“Si vis pacem, para bellum”
This is a concept I’ve been thinking about for a while. The idea is that a thing, device, concept, or idea can greatly benefit by the addition of something that goes against everything the original stood for. ‘Complimenting Duality’ is a name I came up with for this idea because I noticed it one day (in what, I cannot remember), and then started to recognize all around me.
It’s related to the idea of Yin & Yang and keeping everything in balance, but mixed with the law of diminishing returns. It’s not the idea that you must have equal amounts of column A and column B to keep yourself centered, but that the further into Column A your are, the more you gain from taking parts of column B. The more your take from B, the less invested your are in A, and the less you gain from every further borrowing from B.
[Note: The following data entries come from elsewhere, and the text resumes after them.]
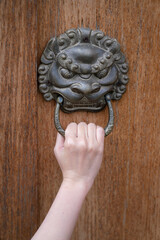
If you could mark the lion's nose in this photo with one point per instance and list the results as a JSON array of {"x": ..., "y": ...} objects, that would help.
[{"x": 85, "y": 89}]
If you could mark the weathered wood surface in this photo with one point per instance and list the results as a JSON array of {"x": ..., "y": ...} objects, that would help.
[
  {"x": 18, "y": 125},
  {"x": 124, "y": 203}
]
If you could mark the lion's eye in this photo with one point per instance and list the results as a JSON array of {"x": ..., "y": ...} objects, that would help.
[
  {"x": 66, "y": 73},
  {"x": 102, "y": 73}
]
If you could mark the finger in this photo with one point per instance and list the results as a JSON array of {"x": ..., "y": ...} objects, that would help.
[
  {"x": 92, "y": 132},
  {"x": 71, "y": 130},
  {"x": 59, "y": 142},
  {"x": 82, "y": 130},
  {"x": 100, "y": 135}
]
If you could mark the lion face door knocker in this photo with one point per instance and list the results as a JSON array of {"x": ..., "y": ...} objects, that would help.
[{"x": 83, "y": 69}]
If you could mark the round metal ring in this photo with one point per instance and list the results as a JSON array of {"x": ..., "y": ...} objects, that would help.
[{"x": 107, "y": 129}]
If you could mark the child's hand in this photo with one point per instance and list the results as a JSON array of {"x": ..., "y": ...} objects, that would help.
[{"x": 80, "y": 153}]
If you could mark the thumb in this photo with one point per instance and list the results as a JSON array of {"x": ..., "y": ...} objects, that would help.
[{"x": 59, "y": 142}]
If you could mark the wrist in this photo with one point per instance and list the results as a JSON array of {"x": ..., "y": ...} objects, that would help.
[{"x": 80, "y": 185}]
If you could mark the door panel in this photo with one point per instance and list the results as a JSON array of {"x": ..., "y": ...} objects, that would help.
[
  {"x": 124, "y": 202},
  {"x": 19, "y": 149}
]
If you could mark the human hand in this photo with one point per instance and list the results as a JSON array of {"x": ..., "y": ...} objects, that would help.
[{"x": 80, "y": 153}]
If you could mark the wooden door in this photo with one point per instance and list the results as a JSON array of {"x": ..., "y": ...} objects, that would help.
[{"x": 124, "y": 203}]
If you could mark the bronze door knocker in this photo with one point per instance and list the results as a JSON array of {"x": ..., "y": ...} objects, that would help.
[{"x": 83, "y": 69}]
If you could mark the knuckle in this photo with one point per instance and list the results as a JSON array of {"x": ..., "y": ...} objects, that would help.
[
  {"x": 91, "y": 125},
  {"x": 82, "y": 145},
  {"x": 82, "y": 124},
  {"x": 55, "y": 150},
  {"x": 70, "y": 143},
  {"x": 100, "y": 130}
]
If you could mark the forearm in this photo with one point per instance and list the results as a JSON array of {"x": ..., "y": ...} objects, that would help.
[{"x": 62, "y": 216}]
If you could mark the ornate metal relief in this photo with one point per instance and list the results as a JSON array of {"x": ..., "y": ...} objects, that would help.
[{"x": 83, "y": 69}]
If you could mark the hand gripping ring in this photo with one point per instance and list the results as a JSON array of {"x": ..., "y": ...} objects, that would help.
[{"x": 107, "y": 129}]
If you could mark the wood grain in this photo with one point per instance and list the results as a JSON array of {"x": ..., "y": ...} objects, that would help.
[
  {"x": 18, "y": 211},
  {"x": 124, "y": 203}
]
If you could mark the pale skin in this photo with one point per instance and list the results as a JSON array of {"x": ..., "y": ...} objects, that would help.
[{"x": 79, "y": 155}]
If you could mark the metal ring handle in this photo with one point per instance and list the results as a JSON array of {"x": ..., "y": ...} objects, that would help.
[{"x": 107, "y": 129}]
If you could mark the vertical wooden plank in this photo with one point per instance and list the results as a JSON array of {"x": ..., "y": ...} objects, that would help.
[
  {"x": 18, "y": 212},
  {"x": 125, "y": 200}
]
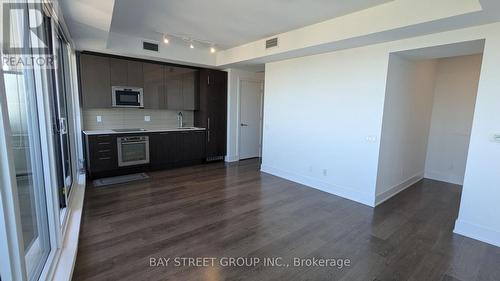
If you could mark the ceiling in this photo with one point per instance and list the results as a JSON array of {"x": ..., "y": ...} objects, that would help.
[{"x": 227, "y": 23}]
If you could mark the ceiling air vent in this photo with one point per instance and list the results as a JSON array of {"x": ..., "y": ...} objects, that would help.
[
  {"x": 150, "y": 46},
  {"x": 271, "y": 43}
]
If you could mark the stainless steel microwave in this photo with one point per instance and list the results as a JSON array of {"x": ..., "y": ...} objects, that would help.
[{"x": 127, "y": 96}]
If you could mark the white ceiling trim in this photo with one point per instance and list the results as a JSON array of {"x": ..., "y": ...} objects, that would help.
[{"x": 386, "y": 22}]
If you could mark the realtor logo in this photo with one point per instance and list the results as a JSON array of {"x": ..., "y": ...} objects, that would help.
[{"x": 25, "y": 37}]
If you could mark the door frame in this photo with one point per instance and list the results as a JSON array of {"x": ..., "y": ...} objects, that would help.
[{"x": 238, "y": 114}]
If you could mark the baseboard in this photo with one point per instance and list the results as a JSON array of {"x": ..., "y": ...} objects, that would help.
[
  {"x": 231, "y": 158},
  {"x": 344, "y": 192},
  {"x": 474, "y": 231},
  {"x": 380, "y": 198},
  {"x": 443, "y": 177}
]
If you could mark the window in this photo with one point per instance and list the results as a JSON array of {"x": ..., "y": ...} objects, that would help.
[
  {"x": 59, "y": 87},
  {"x": 23, "y": 130},
  {"x": 37, "y": 167}
]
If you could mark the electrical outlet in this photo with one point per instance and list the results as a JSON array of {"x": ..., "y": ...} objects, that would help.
[
  {"x": 496, "y": 137},
  {"x": 371, "y": 138}
]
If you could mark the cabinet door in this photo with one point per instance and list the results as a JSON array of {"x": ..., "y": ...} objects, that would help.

Imagine a pistol shooter. He (or she, I don’t care) has spent thousands of dollars on pistol shooting. Fast, up close, high volume, far away, one handed drills, etc, he’s studied and has a working knowledge of it, if not downright expertise. What can this individual do to improve their skill? Take a long range precision course. Sounds dumb, right? Well, that shooter is so heavily invested in up close, high volume speed shooting that something in the complete opposite direction would give them the most benefit. Going the other way for a bit will open that person’s eyes to a whole new way to think about shooting, about trigger control, breathing cycles, natural point of aim, etc. Except it doesn’t have to be a long range precision class. The opposite direction that the tactical pistol shooter could go could be learning skeet shooting for a bit. Or martial arts. Something that gets the mind out of the same line of thinking that they were in previously.
Don’t think this is exclusive to guns and shooting, either. If a person is well versed in the ballistic arts, taking some time to study hand to hand martial arts would be immensely beneficial. If a person spends all their time in an office, going outside and out into nature for a bit will do wonders for them. Most men could really benefit from learning to cook a handful of dishes.
The more focused you are in one area, the more you will benefit from studying something else. Not necessarily in the field that you were focused on, though it is often just the case. The idea is to break ourselves out of the ruts we inevitably become stuck in, whether we realize it or not, and make ourselves into more complete and well rounded people.